Il y a quelques années, j’avais ouvert une rubrique intitulée « le livre du mois ». Pendant deux ans, nous avons échangé entre nous sur une douzaine de livres, pour la plupart des livres déjà anciens, sans aucun rapport avec l’actualité littéraire.
Il est parfois arrivé que nous ne soyons que deux ou trois blogueurs à discuter d’un livre précis. Evidemment, dans la plupart des cas, il fallait avoir acheté le livre en question (j’annonçais le titre un ou deux mois auparavant).
J’aimerais reprendre cette rubrique mais sous une autre forme (l’ancienne formule n’étant pas définitivement éliminée pour autant) pour que nous soyons plus nombreux à participer à la discussion. Alors l’idée de donner simplement un extrait de livre est venue tout doucement. Je pense que cette formule peut avoir deux gros avantages : tout d’abord de permettre à ceux qui n’auraient pas acheté le livre de participer à la discussion ; d’autre part de donner vraiment envie aux lecteurs de ce blog d’acheter (ou d’emprunter) le titre en question (ce que ne permettait pas forcément l’ancienne formule).

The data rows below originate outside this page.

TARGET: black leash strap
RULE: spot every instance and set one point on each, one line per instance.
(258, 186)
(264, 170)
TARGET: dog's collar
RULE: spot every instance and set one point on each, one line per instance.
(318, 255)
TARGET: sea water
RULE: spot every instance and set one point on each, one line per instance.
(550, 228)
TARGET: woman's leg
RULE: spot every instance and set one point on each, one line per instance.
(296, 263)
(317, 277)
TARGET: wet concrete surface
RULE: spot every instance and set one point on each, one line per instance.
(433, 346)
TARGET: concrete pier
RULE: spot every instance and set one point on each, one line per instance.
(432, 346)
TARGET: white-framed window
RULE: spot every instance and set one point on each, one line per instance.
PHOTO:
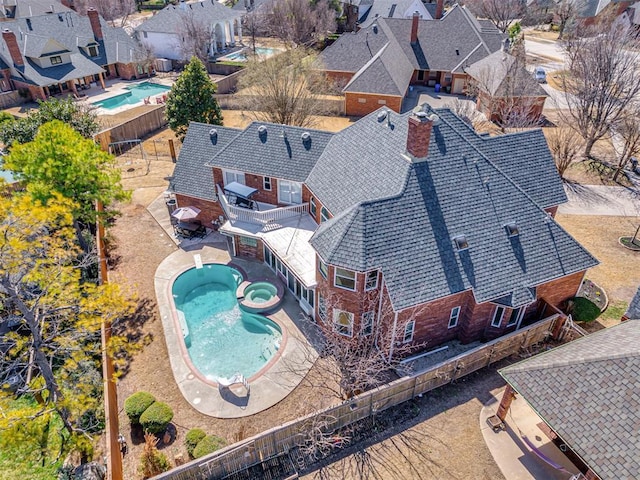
(343, 278)
(323, 269)
(497, 316)
(233, 176)
(408, 331)
(371, 282)
(367, 324)
(322, 307)
(289, 192)
(343, 322)
(324, 215)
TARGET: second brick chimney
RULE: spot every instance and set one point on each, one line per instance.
(94, 18)
(12, 44)
(414, 28)
(419, 135)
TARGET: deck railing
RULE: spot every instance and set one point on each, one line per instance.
(263, 217)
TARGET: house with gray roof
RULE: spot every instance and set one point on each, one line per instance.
(169, 32)
(379, 63)
(588, 393)
(63, 52)
(411, 222)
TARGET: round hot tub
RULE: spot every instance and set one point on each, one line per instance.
(261, 296)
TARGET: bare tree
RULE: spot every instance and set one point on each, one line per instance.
(501, 12)
(286, 88)
(565, 145)
(627, 130)
(301, 22)
(602, 81)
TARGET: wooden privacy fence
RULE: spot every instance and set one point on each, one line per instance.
(136, 127)
(285, 438)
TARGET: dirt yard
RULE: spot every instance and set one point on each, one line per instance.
(441, 441)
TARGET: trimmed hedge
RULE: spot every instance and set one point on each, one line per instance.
(207, 445)
(136, 404)
(156, 418)
(193, 438)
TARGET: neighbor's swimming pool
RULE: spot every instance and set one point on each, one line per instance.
(221, 338)
(136, 94)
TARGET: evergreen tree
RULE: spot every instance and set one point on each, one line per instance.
(191, 99)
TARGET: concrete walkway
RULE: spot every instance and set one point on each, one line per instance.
(514, 458)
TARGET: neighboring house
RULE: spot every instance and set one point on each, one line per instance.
(633, 311)
(413, 221)
(588, 393)
(163, 31)
(379, 63)
(60, 52)
(506, 89)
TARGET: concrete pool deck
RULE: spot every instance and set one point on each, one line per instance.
(286, 371)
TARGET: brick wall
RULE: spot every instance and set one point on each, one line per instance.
(355, 107)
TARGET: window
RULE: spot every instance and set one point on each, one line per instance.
(322, 308)
(497, 317)
(345, 279)
(343, 322)
(408, 331)
(367, 324)
(324, 215)
(289, 192)
(453, 317)
(372, 280)
(233, 176)
(322, 268)
(248, 241)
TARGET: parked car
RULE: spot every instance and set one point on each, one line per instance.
(540, 75)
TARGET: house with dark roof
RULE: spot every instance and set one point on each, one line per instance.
(587, 392)
(164, 31)
(378, 64)
(61, 52)
(506, 92)
(411, 222)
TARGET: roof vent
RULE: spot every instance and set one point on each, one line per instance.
(461, 242)
(512, 229)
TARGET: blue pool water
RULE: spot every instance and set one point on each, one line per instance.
(136, 94)
(221, 338)
(241, 56)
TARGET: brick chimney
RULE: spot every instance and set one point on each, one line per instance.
(419, 135)
(439, 9)
(94, 18)
(414, 28)
(10, 39)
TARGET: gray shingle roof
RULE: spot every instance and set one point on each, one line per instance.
(633, 311)
(588, 391)
(191, 176)
(501, 75)
(409, 234)
(271, 154)
(170, 18)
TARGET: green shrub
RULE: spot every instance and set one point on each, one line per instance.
(584, 310)
(136, 404)
(207, 445)
(193, 438)
(156, 418)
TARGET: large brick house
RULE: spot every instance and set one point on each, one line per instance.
(60, 52)
(410, 223)
(378, 64)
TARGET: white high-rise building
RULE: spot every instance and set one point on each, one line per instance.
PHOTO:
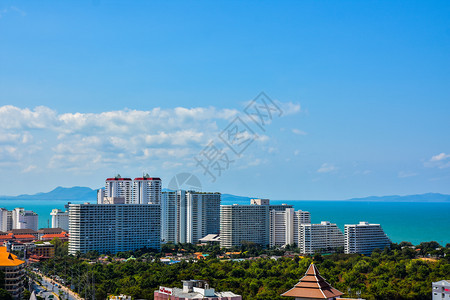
(168, 216)
(147, 190)
(119, 187)
(112, 228)
(284, 226)
(323, 237)
(24, 219)
(281, 227)
(4, 220)
(60, 219)
(241, 224)
(100, 196)
(189, 216)
(363, 238)
(300, 217)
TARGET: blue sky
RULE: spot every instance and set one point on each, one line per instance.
(93, 88)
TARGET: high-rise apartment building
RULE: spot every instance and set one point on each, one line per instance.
(112, 228)
(4, 220)
(119, 187)
(13, 270)
(60, 219)
(168, 216)
(188, 216)
(323, 237)
(260, 222)
(284, 226)
(241, 224)
(363, 238)
(147, 190)
(24, 219)
(300, 217)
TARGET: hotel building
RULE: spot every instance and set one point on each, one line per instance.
(285, 226)
(259, 223)
(118, 187)
(112, 228)
(14, 272)
(193, 289)
(24, 219)
(244, 224)
(188, 216)
(363, 238)
(441, 290)
(147, 190)
(60, 219)
(323, 237)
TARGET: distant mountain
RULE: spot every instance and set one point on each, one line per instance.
(76, 193)
(79, 194)
(429, 197)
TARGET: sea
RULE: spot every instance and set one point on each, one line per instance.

Je vous propose pour commencer cette série d’articles un extrait du dernier livre de Christian Bobin, La Grande Vie, publié chez Gallimard. Et comme l’extrait proposé concerne un oiseau bien connu de nous tous, sans doute que vous serez d’autant plus intéressés à sa lecture.
Cher petit merle au bec orangé, j’aurais voulu t’écrire à l’instant de ton apparition mais je ne suis maître de rien: le téléphone a sonné, puis j’ai dû sortir faire des courses.
Personne n’est tout à fait libre de son temps, n’est-ce pas. Même les rois s’inclinent devant un traité à signer, une migraine, une messe obligatoire. On m’a dit que l’empereur du Japon, et plus encore son épouse, étaient les plus célèbres prisonniers du pays. Un entretien avec eux est minuté. S’il se prolonge d’une minute les gardes qui se tiennent au fond de la salle d’audience, comme des soldats de plomb, font un pas en avant. Une minute de plus et ils avancent encore d’un cran. Les rois et les empereurs sont les poupées qu’un pays se fabrique pour dorer ses rêves. Parfois, las de jouer, il leur coupe la tête.
Ta douceur, petit merle, cette manière si gracieuse de pencher ta tête légèrement de côté, était d’un roi qu’aucune étiquette n’empèse. Sans doute ne te reverrai-je jamais. Tu ne m’as pas vu – encore que je n’en sois pas très sûr. Vous les animaux, vous avez une singulière façon de voir – par vos nerfs, vos muscles, vos dos, autant que par vos yeux. Tu venais d’atterrir de l’autre côté de la vitre, sur l’herbe verte du pré. Noir sur vert, et cette pâte orangée de ton bec, lumineuse comme une lampe Émile Gallé. Tiens, me suis-je dit en te voyant : du courrier. Un mot du ciel qui n’oublie pas ses égarés. Tu es resté dix secondes devant la fenêtre. C’était plus qu’il n’en fallait. Dieu faisait sa page d’écriture, une goutte d’encre noire tombait sur le pré. Tu étais cette tache noire avec un rien orangé, le grand prêtre de l’insouciance, porteur distrait de la très bonne nouvelle : la vie est à vivre sans crainte puisqu’elle est l’inespérée qui arrive, la très souple que rien ne brise. Dix secondes et tu as filé au ras de l’herbe jusque dans le bois, à l’autre bout de mes yeux. Le passage devant la fenêtre d’un ange en robe noire ne m’aurait pas mieux apaisé.
Et maintenant il fait nuit. Je pense à toi. Comment dors-tu, à quoi rêves-tu? Un jour tu ne seras plus que calcaire. Le crâne des oiseaux est une toute petite chose sévère et émouvante. Quand par extraordinaire on en découvre un momifié sur un chemin, on voit quelque chose qui tient de la frêle relique de saint. Que seront devenus les chants qui passaient la petite porte de corne orange de ton bec ?
Ils continueront de filer à l’infini, frissons de lumière perdus dans le grand fleuve de l’air. Ta joie – insouciance, petit merle, est passée de mes yeux à mon sang et de mon sang à ce papier qui me sert à t’écrire cette lettre. L’adresse? Quelqu’un la trouvera, c’est sûr. Quelqu’un ou quelque chose te dira que j’ai écrit cette lettre pour toi. Adieu camarade. Je te souhaite la vie belle et aventureuse. Tes dix secondes ont résumé toute ma vie.